1°)- Brigitte Pascall : Interdiction des cultes publics : les cathos se rebiffent. Notamment, une manifestation des croyants était prévue devant la Cathédrale de Saint Eustache. Bien sûr, le grand progressiste de choc Lallement interdit le rassemblement.
Il faut se souvenir que les cathos ont été "mous" lors du premier confinement : surtout la hiérarchie. Ne se réveillant un peu que pour la semaine sainte. Cette fois-ci, ils se battent vraiment : voilà pourquoi je leur consacre cet article.
Le refus de Lallement fait suite au rejet par le Conseil d'Etat du référé liberté déposé par l'Eglise catholique.
Les célébrations d'obsèques, de mariages et les visites de fidèles restent autorisées, mais sont strictement encadrées (1).
Ne dites pas : "cela ne me concerne pas, c'est une affaire propre aux cathos traditionalistes" (sic).
Le refus d'autoriser un rassemblement pose le problème de l'interdiction de manifester, bien que ce droit soit constitutionnellement reconnu.
Depuis la loi de 1884 autorisant les rassemblements, il y a toujours eu une application très libérale de ce droit.
Au cours des années 70, 99% des manifestations étaient autorisées. Sauf 1% d'entre elles : il s'agissait des petits rassemblements contre la politique du Shah d'Iran ou d'Hussein de Jordanie, de nature à créer des litiges diplomatiques avec telle ou telle capitale étrangère.
Aujourd'hui, c'est tout le contraire : le droit de manifester est interdit. Et personne ne moufte.
Ainsi, notre camarade Patricia, militante de la FI, gilet jaune, raconte : les Gilets Jaunes s'étaient regroupés à 14 heures devant le Conseil d'Etat. La Police nous a aussitôt nassés, pris un à un, pour nous infliger 135 euros d'amende. Elle est pas belle la liberté de manifester dans la France 2020 ?!

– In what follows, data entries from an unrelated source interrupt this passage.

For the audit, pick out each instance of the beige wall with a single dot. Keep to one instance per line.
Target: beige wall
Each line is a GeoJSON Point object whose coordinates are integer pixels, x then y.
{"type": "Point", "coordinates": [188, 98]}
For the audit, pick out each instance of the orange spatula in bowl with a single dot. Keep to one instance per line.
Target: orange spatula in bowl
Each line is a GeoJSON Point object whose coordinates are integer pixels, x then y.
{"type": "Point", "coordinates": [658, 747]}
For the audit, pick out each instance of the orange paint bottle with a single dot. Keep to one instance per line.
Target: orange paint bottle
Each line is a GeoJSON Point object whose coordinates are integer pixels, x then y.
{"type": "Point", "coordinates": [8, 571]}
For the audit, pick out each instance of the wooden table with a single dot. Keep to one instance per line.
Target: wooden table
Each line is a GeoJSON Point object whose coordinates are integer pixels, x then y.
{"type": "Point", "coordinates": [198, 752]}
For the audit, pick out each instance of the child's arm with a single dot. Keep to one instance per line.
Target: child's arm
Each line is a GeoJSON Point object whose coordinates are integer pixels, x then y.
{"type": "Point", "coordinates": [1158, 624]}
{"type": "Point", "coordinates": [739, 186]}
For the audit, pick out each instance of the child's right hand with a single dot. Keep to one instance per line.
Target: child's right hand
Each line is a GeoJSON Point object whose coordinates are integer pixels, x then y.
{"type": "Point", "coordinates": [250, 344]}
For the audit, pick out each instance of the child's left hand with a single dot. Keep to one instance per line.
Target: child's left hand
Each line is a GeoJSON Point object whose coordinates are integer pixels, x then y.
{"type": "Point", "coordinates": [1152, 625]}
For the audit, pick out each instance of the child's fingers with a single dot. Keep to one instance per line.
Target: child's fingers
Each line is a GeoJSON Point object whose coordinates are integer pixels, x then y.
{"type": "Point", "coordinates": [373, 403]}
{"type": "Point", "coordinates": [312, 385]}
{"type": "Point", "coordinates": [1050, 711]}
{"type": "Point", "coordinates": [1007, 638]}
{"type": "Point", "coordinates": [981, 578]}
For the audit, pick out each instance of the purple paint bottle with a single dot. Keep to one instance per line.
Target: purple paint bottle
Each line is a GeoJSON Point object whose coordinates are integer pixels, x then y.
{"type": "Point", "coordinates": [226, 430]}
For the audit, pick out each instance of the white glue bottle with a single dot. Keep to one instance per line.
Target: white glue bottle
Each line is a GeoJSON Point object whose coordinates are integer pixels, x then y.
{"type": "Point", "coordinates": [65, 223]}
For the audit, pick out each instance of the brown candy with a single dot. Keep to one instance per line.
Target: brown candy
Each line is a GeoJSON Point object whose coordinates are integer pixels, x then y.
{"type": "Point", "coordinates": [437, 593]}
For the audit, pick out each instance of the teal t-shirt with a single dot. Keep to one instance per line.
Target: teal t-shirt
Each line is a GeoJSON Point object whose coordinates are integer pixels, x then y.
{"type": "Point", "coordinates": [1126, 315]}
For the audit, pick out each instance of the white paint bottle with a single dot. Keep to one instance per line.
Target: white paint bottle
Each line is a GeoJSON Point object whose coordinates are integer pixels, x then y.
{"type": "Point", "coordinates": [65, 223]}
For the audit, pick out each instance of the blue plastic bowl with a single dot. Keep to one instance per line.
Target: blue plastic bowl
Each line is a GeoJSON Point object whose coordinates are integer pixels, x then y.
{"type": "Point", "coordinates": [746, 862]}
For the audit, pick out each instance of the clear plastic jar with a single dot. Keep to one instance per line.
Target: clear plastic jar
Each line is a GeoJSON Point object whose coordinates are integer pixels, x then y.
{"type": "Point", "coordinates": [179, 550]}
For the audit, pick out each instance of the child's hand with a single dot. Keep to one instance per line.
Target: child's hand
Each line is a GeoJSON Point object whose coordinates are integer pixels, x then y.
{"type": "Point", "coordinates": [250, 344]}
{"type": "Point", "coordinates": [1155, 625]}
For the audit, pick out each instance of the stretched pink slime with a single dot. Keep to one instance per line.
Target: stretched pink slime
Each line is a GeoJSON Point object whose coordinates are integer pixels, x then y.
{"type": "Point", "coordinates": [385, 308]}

Dans un billet de blog "Vu du droit" intitulé "Macron et l'exécution de sa feuille de route : au prix de nos libertés", de janvier 2019, Régis de Castelnau, ex-bâtonnier du Barreau de Paris, raconte la sociogenèse de cette privation, hélas bien avancée, de toutes nos libertés publiques :
"D'abord, il y eut les élections truquées de 2017, qui ont porté Macron au Pouvoir (sic). Ensuite et pour rester au Pouvoir, accomplir le mandat donné par l'oligarchie financière, Macron dispose de deux outils :
1°)-"L'idéologie liberticide consistant à dire que la fin justifie les moyens : que s'il faut basculer dans une société autoritaire, voire dictatoriale, il n'y a aucun problème" (sic). Il faut supprimer le droit de manifester ? Eh bien, on le supprimera sans vergogne !
En l'espèce, et s'agissant de la durée de l'Etat d'urgence, on n'a pas hésité à basculer dans une société dictatoriale, où l'exécutif a tous les pouvoirs.
2°)-- "Le deuxième outil est l'empressement de la Justice à mettre en oeuvre une politique exigée par Macron aussi illégale qu'antirépublicaine (sic).
En clair, nous sommes en dictature, celle de l'approfondissement de la domination de la Classe dominante sur les Classes populaires, les gueux, les sans nom, les sans grade que nous sommes, à travers le seul usage de la violence d'Etat. Et personne ne moufte !
En ce moment, le bloc bourgeois se fissure, entre les partisans de Macron. De la ruine totale de notre pays, du grand reset, faisant de nous des esclaves à vie. Et ceux qui (le Sénat, le MEDEF, l'AMF) défendent l'ouverture des églises, des commerces et la fin du télétravail 5 jours sur cinq. Et ce faisant la survie de notre économie nationale.
A nous de les soutenir activement sur les réseaux sociaux.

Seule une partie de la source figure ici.